PS. LC - strumpet is brilliant I agree, and less offensive to my mind than the other words mentioned so far in the thread.


----------



## SighingatSilvio

No that's not a good reason.

Those words are not considered 'offensive' per se, CLEARLY, which is why you have those marks.  Otherwise you lead non-natives up the garden path.

Now if you look at another recent thread, you'll see I'm happy to admit when I'm mistaken.  Are you?  Because I'm not going to continue this.


----------



## Tegs

I'm happy to admit a mistake when I make one, as I'm sure you would be aware if we'd shared many threads in the past - I don't think we have so far  In this case though, I'm just following the forum guidelines. I'm sure you can appreciate, as a native speaker of English, that words such as whore, hooker, slut etc are inappropriate in some situations and need to be used carefully. "Mrs Jones, you look like a total slut in that dress" would, for example, be an inappropriate thing to say to anyone.


----------



## giginho

SighingatSilvio said:


> No that's not a good reason.
> 
> Those words are not considered 'offensive' per se, CLEARLY, which is why you have those marks.  Otherwise you lead non-natives up the garden path.
> 
> Now if you look at another recent thread, you'll see I'm happy to admit when I'm mistaken.  Are you?  Because I'm not going to continue this.



So, Silvio, as a non native speaker, on the basis of what you have written in your post, I can go around and say to my collegue (both women and man for the "par condicio") "Hey whore, how's life?" or "hey slut! Nice dress!!".....very usefull feature of the English language! I can call "puttana" whoever I meet here around......that's great! 



Tegs said:


> I'm happy to admit a mistake when I make one, as I'm sure you would be aware if we'd shared many threads in the past - I don't think we have so far  In this case though, I'm just following the forum guidelines. I'm sure you can appreciate, as a native speaker of English, that words such as whore, hooker, slut etc are inappropriate in some situations and need to be used carefully. *"Mrs Jones, you look like a total slut in that dress" would, for example, be an inappropriate thing to say to anyone*.



Thanks to Tegs I'm not 6 feet under.....at least not jet!


----------



## london calling

giginho said:


> So, Silvio, as a non native speaker, on the basis of what you have written in your post, I can go around and say to my collegue (both women and man for the "par condicio") "Hey whore, how's life?" or "hey slut! Nice dress!!".....very usefull feature of the English language! I can call "puttana" whoever I meet here around......that's great!

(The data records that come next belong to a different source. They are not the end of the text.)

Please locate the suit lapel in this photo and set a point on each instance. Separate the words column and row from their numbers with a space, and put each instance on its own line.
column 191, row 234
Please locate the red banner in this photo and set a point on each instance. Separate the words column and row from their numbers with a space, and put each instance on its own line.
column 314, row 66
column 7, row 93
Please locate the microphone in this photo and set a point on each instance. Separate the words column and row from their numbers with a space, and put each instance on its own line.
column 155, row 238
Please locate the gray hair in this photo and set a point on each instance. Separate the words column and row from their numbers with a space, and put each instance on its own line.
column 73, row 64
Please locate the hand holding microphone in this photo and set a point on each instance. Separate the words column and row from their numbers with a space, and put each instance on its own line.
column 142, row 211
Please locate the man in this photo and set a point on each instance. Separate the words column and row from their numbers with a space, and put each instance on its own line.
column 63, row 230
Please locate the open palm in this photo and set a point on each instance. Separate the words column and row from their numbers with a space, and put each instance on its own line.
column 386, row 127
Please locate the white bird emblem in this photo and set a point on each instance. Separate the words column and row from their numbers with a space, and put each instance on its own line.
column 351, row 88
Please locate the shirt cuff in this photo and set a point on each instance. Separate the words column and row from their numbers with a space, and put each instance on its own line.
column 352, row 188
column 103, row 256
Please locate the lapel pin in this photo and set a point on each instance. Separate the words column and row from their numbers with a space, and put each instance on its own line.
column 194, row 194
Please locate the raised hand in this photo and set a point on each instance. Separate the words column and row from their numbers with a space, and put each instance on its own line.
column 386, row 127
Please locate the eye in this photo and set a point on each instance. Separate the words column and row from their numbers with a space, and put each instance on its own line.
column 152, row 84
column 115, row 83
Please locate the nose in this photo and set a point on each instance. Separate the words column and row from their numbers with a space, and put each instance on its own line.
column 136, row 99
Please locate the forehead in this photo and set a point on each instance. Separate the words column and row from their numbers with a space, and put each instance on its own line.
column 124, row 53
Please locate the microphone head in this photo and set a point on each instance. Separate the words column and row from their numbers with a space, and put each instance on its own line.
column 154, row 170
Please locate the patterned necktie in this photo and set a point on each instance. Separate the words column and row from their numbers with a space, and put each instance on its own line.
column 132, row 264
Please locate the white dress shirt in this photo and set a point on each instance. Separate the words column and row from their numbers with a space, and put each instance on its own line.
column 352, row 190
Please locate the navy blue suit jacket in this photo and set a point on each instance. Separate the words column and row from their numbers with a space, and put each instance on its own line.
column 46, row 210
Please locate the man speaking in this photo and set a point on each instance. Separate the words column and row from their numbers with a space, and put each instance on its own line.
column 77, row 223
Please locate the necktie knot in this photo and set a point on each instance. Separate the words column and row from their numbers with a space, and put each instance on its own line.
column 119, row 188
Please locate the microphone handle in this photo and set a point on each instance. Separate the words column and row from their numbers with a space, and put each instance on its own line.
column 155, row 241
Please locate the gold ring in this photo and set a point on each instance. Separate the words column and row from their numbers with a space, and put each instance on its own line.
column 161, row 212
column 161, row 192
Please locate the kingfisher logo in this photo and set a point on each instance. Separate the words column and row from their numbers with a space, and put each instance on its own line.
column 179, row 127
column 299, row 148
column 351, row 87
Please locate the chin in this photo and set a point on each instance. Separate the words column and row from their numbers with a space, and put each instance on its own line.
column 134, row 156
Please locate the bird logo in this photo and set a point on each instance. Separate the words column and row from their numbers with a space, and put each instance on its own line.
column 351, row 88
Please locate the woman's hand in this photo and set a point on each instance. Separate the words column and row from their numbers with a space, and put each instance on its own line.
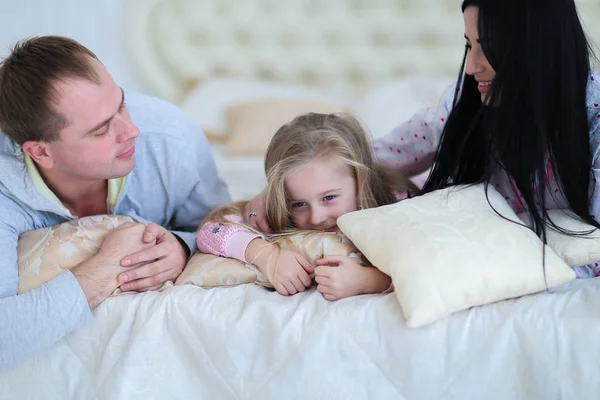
column 287, row 270
column 339, row 277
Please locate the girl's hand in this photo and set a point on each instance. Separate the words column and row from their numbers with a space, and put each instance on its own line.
column 339, row 277
column 287, row 270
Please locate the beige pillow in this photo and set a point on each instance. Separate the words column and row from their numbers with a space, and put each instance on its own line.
column 211, row 271
column 448, row 250
column 43, row 254
column 574, row 250
column 253, row 123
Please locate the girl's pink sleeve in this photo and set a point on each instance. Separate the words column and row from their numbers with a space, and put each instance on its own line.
column 225, row 240
column 411, row 146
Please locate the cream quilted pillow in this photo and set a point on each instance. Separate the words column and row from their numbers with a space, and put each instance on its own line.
column 574, row 250
column 44, row 254
column 448, row 250
column 210, row 271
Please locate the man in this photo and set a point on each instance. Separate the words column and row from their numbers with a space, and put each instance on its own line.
column 74, row 145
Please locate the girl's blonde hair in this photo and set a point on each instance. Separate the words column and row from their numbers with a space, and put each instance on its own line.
column 313, row 135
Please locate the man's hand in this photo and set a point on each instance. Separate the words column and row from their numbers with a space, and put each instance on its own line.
column 98, row 275
column 164, row 261
column 255, row 213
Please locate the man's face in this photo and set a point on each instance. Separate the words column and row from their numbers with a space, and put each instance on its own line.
column 98, row 141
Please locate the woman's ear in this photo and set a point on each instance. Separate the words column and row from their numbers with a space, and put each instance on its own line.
column 39, row 152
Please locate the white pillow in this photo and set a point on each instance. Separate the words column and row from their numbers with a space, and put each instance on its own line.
column 448, row 250
column 575, row 250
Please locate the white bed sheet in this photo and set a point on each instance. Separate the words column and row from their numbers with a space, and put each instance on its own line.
column 248, row 343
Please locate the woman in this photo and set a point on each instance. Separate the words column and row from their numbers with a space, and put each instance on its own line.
column 524, row 115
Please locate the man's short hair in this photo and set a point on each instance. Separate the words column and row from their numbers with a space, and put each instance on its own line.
column 27, row 85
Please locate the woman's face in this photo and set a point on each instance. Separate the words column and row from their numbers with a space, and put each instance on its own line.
column 478, row 65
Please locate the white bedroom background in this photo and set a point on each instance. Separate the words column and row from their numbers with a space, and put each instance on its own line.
column 98, row 24
column 102, row 26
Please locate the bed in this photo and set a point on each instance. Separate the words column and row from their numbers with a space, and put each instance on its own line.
column 246, row 342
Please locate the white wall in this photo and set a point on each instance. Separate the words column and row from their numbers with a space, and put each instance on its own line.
column 98, row 24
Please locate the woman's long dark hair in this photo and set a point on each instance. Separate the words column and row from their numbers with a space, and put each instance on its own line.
column 537, row 108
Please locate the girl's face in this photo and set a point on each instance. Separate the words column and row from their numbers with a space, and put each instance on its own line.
column 320, row 192
column 478, row 65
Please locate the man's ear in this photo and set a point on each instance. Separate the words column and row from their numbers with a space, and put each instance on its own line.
column 40, row 153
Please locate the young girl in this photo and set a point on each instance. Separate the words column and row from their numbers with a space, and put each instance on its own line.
column 523, row 117
column 318, row 167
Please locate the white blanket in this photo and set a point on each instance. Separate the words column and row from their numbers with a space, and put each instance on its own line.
column 248, row 343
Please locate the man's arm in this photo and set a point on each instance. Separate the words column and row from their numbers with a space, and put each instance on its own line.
column 34, row 321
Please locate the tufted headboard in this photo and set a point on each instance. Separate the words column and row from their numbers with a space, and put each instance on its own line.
column 343, row 46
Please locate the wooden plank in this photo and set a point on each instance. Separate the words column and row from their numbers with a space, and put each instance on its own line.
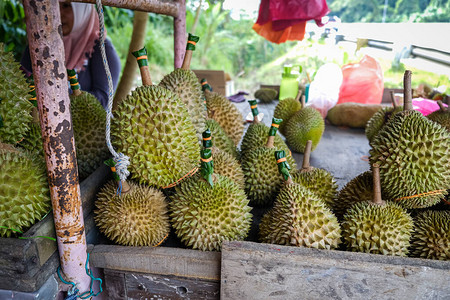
column 150, row 286
column 160, row 260
column 265, row 271
column 114, row 285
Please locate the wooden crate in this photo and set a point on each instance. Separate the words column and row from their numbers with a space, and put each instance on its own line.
column 28, row 263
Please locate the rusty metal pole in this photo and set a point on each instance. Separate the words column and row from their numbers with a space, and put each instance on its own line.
column 179, row 28
column 44, row 34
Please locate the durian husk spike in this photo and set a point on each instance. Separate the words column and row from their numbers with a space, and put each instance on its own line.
column 441, row 106
column 306, row 167
column 377, row 186
column 394, row 103
column 407, row 91
column 143, row 68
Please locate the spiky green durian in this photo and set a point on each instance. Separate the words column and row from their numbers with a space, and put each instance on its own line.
column 306, row 124
column 379, row 119
column 204, row 216
column 226, row 165
column 220, row 139
column 136, row 218
column 266, row 95
column 441, row 116
column 299, row 217
column 24, row 192
column 412, row 152
column 256, row 136
column 15, row 109
column 379, row 229
column 285, row 109
column 89, row 121
column 32, row 141
column 153, row 128
column 185, row 84
column 226, row 114
column 356, row 190
column 431, row 235
column 319, row 181
column 262, row 180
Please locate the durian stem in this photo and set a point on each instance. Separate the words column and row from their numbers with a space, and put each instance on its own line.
column 187, row 60
column 376, row 186
column 145, row 75
column 306, row 156
column 297, row 98
column 125, row 187
column 407, row 91
column 270, row 141
column 394, row 103
column 441, row 105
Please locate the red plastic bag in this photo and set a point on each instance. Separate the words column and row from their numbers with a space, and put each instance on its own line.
column 362, row 82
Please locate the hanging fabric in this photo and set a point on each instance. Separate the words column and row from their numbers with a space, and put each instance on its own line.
column 280, row 20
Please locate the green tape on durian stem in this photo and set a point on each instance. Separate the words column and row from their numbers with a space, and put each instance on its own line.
column 283, row 166
column 254, row 107
column 205, row 85
column 72, row 75
column 141, row 57
column 206, row 165
column 112, row 164
column 275, row 124
column 206, row 136
column 192, row 41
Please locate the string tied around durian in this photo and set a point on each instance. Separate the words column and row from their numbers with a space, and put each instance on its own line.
column 283, row 165
column 122, row 161
column 431, row 193
column 207, row 166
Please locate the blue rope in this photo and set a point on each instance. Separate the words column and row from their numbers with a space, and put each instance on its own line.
column 72, row 294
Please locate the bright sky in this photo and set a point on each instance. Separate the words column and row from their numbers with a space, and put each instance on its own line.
column 250, row 7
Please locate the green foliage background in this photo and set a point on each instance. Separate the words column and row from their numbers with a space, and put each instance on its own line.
column 231, row 45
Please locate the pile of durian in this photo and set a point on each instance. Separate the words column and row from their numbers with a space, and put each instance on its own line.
column 191, row 183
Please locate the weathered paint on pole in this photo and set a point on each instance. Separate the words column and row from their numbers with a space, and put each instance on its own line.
column 44, row 34
column 163, row 7
column 179, row 28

A man who likes to live dangerously would do that!

Glad Tegs has got the message across.. I agree with her, of course, you have to be careful what you say to people (in any language): understanding "register" is vital..


----------



## longplay

danalto said:


> Are sure of it? I knew it came from latin *MATER IGNOTA *(unknown mother)
> 
> _(I found an old Thread in the Solo Italiano Forum: CLICK! )_



Ciao. Il Devoto-Oli mi sembra dia la stessa origine . Indipendentemente, io l'ho sempre saputa così, come per il napoletano "sciantosa" (francese "cantante") e l'altro
romanesco "prescia" (da "pressez )- vous"). Credo che la confusione derivi da "figlio di mignotta" che abbraccerebbe i due concetti... si fa per dire!
PS Le truppe francesi, specie da Bonaparte in poi, sono state spesso intorno a Roma ("zuavi" compresi).


----------